Dibujamos un rectángulo en el que el valor de sus lados venga representado por dos números consecutivos de la serie de Fibonacci. Seguidamente hacemos divisiones consecutivas siguiendo esa misma serie decreciente hacia el uno:

aurea2

Si dibujamos una línea que una todos estos pequeños recuadros, quedaría algo así:

aurea3

La espiral resultante (conocida como Espiral de Oro) está siempre presente en la naturaleza: en las ramas de los helechos, en las conchas marinas, etc. Al componer una imagen siguiendo esta espiral nos resulta atractiva porque las proporciones que se obtienen nos parecen naturales.

La espiral de Fibonacci debe ser sólo una guía que nos ayude a componer y nunca una regla intocable que nos evite ser creativos. Muchas veces, componemos según la espiral de oro sin ser conscientes de ello, simplemente porque la composición que hemos creado nos ha parecido atractiva visualmente.

La proporción áurea nos ayuda a saber dónde situar el horizonte o los puntos más importantes. Lo importante es ser consciente de que no es una ley inviolable que en absoluto asegura una buena fotografía final. A veces puede salir una fotografía más atractiva visualmente rompiendo esta regla que siguiéndola, todo es cuestión de probar.

Pero o todo se acaba en la Regla de los Tercios. Los puntos generados por esta regla pueden parecer demasiado regulares para que llamen la atención al observador de la fotografía, de hecho las fotos más interesantes no son las que tienen los elementos situados exactamente en los puntos que define la Regla de los Tercios, sino aquellas que desplazan ligeramente los puntos de interés para que llamen la atención más al observador.

Hablemos de la regla de la Simetría Dinámica.

La regla de la simetría dinámica consiste en un método alternativo que nos permite calcular los puntos donde situar nuestro centro de interés para facilitar la atracción de las imágenes.

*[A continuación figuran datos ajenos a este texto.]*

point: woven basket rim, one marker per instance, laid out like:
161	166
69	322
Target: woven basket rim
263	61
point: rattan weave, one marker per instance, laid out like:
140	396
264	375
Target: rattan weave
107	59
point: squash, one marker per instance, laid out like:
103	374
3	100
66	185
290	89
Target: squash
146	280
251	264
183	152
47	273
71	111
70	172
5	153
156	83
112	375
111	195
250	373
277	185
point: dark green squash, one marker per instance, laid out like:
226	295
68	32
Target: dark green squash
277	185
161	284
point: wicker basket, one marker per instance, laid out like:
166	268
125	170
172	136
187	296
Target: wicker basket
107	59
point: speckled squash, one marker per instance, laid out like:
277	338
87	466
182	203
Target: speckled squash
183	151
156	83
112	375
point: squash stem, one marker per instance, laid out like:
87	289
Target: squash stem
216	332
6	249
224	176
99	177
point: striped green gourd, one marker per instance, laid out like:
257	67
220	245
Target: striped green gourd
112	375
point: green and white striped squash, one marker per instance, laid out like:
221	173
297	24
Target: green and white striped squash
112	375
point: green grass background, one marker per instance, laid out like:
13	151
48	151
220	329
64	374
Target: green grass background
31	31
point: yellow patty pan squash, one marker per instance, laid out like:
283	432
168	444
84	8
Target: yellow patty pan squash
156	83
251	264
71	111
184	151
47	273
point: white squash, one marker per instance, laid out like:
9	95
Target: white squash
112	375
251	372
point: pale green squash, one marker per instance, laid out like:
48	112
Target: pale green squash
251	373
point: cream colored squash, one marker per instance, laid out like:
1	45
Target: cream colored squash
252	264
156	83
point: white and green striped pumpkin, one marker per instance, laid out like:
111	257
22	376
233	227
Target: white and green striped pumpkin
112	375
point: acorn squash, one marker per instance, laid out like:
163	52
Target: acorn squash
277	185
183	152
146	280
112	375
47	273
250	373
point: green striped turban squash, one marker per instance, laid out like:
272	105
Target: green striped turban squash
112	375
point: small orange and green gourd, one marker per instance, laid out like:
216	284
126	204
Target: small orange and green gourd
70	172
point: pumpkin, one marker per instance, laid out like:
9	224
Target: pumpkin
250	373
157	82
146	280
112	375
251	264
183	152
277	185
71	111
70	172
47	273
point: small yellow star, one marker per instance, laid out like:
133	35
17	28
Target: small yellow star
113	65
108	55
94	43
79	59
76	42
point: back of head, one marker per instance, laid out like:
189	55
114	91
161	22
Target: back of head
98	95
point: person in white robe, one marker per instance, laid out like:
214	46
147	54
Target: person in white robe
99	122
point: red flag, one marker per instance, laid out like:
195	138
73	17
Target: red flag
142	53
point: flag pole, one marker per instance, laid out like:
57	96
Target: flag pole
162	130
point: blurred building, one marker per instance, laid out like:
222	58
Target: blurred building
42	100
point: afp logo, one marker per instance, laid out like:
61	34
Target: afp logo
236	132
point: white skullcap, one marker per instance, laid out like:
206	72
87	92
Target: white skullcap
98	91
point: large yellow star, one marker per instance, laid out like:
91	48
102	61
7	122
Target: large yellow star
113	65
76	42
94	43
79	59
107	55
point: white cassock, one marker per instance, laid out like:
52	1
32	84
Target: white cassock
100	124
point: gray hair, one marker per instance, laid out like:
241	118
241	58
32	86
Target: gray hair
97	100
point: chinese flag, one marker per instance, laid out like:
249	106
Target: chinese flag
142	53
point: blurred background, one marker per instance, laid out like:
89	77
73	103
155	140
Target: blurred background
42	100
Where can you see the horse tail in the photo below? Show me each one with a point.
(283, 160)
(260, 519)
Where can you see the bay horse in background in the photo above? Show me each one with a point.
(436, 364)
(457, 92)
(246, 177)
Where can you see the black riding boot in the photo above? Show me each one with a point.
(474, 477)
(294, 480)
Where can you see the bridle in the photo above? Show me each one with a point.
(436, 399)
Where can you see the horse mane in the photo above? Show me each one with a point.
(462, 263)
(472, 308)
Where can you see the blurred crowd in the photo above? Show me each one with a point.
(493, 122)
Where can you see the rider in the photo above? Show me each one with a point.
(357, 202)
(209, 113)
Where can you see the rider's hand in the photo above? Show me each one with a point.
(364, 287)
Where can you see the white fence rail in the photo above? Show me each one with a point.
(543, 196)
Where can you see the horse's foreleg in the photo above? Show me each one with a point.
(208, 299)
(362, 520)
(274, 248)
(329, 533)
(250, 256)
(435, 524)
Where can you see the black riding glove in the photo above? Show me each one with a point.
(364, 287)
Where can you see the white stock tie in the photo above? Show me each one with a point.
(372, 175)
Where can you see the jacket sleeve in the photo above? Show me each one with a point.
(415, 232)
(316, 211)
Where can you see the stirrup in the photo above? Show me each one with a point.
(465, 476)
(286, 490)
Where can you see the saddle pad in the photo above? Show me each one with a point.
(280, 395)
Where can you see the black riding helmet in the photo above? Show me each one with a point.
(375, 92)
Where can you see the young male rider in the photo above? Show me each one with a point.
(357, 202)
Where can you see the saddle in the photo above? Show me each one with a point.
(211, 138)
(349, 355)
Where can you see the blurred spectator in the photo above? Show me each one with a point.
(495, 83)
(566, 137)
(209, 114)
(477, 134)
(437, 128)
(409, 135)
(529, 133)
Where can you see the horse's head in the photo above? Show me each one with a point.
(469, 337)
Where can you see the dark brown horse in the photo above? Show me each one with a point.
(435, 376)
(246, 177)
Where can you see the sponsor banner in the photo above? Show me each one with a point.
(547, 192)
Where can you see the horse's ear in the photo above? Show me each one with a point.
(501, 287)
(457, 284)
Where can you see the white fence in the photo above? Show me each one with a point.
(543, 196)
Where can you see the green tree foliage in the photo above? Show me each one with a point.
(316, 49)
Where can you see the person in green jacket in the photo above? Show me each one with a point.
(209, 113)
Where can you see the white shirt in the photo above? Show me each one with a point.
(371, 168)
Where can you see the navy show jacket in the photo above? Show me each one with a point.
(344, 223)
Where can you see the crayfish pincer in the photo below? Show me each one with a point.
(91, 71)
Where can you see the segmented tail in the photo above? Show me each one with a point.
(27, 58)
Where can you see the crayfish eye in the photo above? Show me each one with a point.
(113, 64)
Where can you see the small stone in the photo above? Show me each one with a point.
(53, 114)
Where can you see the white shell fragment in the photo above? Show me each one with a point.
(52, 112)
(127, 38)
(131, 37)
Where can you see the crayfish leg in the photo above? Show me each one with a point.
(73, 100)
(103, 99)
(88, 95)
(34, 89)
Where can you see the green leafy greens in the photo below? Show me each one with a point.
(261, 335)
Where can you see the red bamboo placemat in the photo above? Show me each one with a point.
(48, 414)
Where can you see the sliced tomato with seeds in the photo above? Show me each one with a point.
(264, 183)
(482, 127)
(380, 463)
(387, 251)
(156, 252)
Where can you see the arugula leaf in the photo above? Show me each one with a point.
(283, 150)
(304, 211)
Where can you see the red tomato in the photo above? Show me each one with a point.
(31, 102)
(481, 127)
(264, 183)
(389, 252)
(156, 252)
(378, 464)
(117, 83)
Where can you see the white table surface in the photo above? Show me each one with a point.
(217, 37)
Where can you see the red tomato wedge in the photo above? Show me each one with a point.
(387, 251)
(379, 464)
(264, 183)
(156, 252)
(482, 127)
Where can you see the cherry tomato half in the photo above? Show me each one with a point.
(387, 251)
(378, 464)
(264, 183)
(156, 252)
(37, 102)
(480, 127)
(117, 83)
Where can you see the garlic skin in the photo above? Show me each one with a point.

Para calcularlo, realizamos lo siguiente:

Sobre una foto trazamos una diagonal imaginaria que recorra la foto. Sobre la diagonal, dibujamos una recta que parte de uno de los vértices libres formando un ángulo de 90 grados sobre la diagonal.

simetrica1

La intersección de las dos rectas será uno de los puntos fuertes. Repitiendo la misma operación desde el otro vértice, tendremos el otro punto fuerte.

simetrica2 

Obtendremos los cuatro puntos , calculando los dos restantes a partir de la otra diagonal y repitiendo el proceso de manera simétrica.

simetrica3

En cualquier caso, siempre podremos ajustar el recorte en la edición de la fotografía a través de Photoshop o Lightroom, por ejemplo. construyendo una plantilla que nos ayude o usando las que vienen en algunos programas de edición fotográfica, de manera que ajustemos la imagen final a alguna de las reglas que más potencien el atractivo de la imagen final.